Linux isn't going anywhere, and there are plenty of niche manufacturers out there producing purpose-built Linux laptops and desktops (well I say plenty...you know, relatively speaking). Presumably they'd see a fair surge of business if they became the only way to run Linux (rather than the hitherto standard method of buying anything you like from Dell/HP/whoever and just wiping the hard drive).

Re:Whitelisting of a sort (& the future of sec

[iamgnat]

Except the problem with your whole premise is that you forget the user.

Basically Apple "whitelists" what Apps can run under iOS (and are clearly moving that way for OSX too), yet people rail against it and even go so far as to remove the "whitelist" (e.g. jailbreak).

The problem comes down to who does the vetting and testing of an application to add it to a whitelist? If it is the user, they've proven they can't be trusted because they'll "vet" any new screensaver/antivirus/cursor application that comes along. If it is a central organization (Microsoft/Apple/Google/etc..) you then run into conflicts of interest in what they think you should do with the platform and what you actually need/want to do (e.g. what happens when you have a problem that can't be solved by any existing approved application?).

There is no simple single solution to the problem of security. A real solution by nature needs to be multilayered which means there is some complexity and ultimately users have to take responsibility for their actions.

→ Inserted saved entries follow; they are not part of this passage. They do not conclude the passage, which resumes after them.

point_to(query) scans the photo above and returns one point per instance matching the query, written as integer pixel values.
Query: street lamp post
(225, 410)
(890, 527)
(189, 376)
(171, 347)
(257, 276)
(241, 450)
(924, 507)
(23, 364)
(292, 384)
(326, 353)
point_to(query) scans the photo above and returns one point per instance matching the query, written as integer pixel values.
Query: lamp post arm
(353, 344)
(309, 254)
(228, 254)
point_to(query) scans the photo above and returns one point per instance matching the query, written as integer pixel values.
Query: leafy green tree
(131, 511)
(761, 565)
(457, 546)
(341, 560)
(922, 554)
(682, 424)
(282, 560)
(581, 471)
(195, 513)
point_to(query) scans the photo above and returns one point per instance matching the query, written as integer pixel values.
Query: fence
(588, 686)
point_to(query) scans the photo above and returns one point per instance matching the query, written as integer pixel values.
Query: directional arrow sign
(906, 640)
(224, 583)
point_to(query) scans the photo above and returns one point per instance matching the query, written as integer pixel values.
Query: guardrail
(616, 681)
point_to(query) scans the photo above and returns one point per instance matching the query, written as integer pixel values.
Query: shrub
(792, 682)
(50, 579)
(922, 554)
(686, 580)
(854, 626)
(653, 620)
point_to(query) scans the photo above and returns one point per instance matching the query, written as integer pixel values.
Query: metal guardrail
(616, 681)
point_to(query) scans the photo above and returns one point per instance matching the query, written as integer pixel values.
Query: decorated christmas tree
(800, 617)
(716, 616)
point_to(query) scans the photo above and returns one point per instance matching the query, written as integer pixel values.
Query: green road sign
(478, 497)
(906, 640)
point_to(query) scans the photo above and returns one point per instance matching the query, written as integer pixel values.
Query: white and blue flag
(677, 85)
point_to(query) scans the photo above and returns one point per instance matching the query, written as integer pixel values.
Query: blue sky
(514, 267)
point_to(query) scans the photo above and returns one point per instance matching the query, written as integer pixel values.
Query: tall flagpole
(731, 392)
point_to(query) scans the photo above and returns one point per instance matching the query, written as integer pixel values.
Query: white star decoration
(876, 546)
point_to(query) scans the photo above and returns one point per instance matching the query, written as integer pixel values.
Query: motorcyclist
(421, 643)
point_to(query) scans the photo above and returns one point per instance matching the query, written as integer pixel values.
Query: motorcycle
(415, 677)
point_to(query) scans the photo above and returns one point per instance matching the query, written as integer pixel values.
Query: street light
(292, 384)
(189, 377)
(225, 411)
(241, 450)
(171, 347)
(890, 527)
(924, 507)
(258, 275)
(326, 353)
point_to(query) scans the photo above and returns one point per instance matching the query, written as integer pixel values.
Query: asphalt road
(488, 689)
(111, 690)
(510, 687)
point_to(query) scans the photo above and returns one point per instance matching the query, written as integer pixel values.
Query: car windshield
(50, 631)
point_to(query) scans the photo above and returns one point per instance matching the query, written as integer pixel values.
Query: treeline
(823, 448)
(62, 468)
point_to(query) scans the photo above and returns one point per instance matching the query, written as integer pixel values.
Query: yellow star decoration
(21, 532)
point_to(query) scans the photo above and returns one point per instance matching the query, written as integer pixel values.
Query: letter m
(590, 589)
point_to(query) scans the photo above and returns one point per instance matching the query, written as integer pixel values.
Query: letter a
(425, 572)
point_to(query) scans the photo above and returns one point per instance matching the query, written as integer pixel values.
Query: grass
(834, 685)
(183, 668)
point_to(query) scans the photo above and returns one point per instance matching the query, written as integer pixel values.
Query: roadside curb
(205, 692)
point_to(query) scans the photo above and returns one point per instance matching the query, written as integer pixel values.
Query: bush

The idea that a single company/program can keep you safe just keeps perpetuating this idea that you don't have to pay attention to what your are downloading/executing and it's that mentality that allows malware to continue to be so successful.

Re:well then the appstore will NEED NO censorship

[hairyfeet]

I think this article linked through TFA reviewing the WOA appstore sums it up nicely "But for now, x86 compatibility isn't just a check box: It's a doorway back to a land of sanity.". Kinda sad they are actually charging more than iPad for Surface when its quite obvious just from reading the reviews their appstore is completely broken and worthless.

BTW it may be a little petty of me, but since i called it months ago that the WOA and Win 8 appstore would be a trainwreck, since they couldn't make GFWL functional after years and a competitor that would be easy enough to copy they sure as hell wouldn't be able to pull off an appstore for a different arch so I'd like to say "I told you so" to those that doubted me and do the dance of smug superiority.